Deshalb müssen sie über die Nahrung aufgenommen werden. Ausnahmen sind das Vitamin D, das mit Hilfe von Sonnenlicht in der Haut hergestellt wird, und einige Stoffe, die als Provitamin (Vorstufe des Vitamins) aufgenommen und dann im Körper umgewandelt werden können.

Der Begriff „Vitamin“ wurde bereits 1912 geprägt, als angenommen wurde, dass alle lebensnotwendigen Stoffe stickstoffhaltig sind. Daher ist der Begriff aus den lateinischen Begriffen für „Leben“ (vita) und „stickstoffhaltig“ (amin) zusammengesetzt.

Später stellte sich heraus, dass diese Annahme falsch ist, denn Vitamin A und Vitamin C enthalten zum Beispiel keinen Stickstoff.

13 Vitamine

Insgesamt gibt es 13 Vitamine, die alle für die physische Gesundheit des Körpers zuständig sind. Zum Beispiel verbessern sie die Struktur von Haut und Nägeln, stärken das Immunsystem oder sind nötig für die Blutgerinnung.

Andere können Einfluss auf die Konzentrationsfähigkeit haben oder die Nerven stärken. Auch Mangelerscheinungen können dementsprechend zahlreich und je nach Vitamin unterschiedlich sein.

Auch das Vorkommen von Vitaminen erstreckt sich über eine breite Palette an Lebensmitteln. Einige kommen in Obst oder Gemüse vor, andere in Fisch, Fleisch oder Nüssen. Es kommt allerdings nicht nur auf die Auswahl der richtigen Nahrungsmittel an, sondern auch auf den Umgang mit ihnen.

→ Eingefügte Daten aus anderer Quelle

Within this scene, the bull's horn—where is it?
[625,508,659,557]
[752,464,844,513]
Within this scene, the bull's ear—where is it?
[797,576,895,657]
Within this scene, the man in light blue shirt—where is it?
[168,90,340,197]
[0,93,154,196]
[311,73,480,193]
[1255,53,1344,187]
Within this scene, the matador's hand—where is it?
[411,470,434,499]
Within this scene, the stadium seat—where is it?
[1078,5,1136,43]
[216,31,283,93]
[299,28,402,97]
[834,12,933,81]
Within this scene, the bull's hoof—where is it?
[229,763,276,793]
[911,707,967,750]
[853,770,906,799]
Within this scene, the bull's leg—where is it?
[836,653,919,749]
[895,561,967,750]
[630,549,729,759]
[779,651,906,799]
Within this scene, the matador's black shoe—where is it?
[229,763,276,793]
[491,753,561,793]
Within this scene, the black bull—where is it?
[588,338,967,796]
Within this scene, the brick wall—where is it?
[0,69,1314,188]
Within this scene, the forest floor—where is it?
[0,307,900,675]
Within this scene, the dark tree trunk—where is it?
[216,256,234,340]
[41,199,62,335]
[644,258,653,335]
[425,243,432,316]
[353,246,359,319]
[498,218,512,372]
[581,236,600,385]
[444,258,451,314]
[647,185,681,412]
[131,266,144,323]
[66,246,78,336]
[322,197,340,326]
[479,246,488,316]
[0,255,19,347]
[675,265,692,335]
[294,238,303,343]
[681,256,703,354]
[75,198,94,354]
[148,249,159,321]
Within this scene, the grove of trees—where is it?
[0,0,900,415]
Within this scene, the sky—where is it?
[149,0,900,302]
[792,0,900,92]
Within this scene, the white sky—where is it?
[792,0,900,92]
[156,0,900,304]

Vitamine sind empfindlich – oft sind die meisten Vitamine schon zersetzt

Denn Vitamine sind sehr empfindlich und können durch äußere Einflüsse wie Licht, Wärme und Sauerstoff schnell verloren gehen. Aus diesen Gründen sollten Obst und Gemüse möglichst erntefrisch und saisongerecht aus der Region gekauft werden.

Durch lange Lieferwege aus anderen Ländern und Kontinenten gehen die wertvollen Inhaltsstoffe sehr schnell und in großem Umfang verloren. Der Vitamin C-Gehalt bei Spinat kann bei einer Lagerung bei 20 °C bereits nach zwei Tagen um 80 % abnehmen.

Auch die richtige Zubereitung kann bei der Vitaminzufuhr entscheidend sein. Denn Dämpfen oder Dünsten erhält wesentlich mehr Vitamine als langes Kochen bei hohen Temperaturen. Viele Obst- und Gemüsesorten können auch roh verzehrt werden, was hin und wieder auch ausgenutzt werden sollte.

Vitamine in orthomolekularer Medizin

All das ist Grund für die orthomolekulare Medizin, eine Nahrungsergänzung durch hochdosierte Vitamine zu fordern. Denn die Vitamine, die eigentlich in unserer Nahrung vorhanden sein sollten, fehlen schlichtweg heutzutage – bedingt durch Lagerung, Transport und nicht vitaminschonende Zubereitung.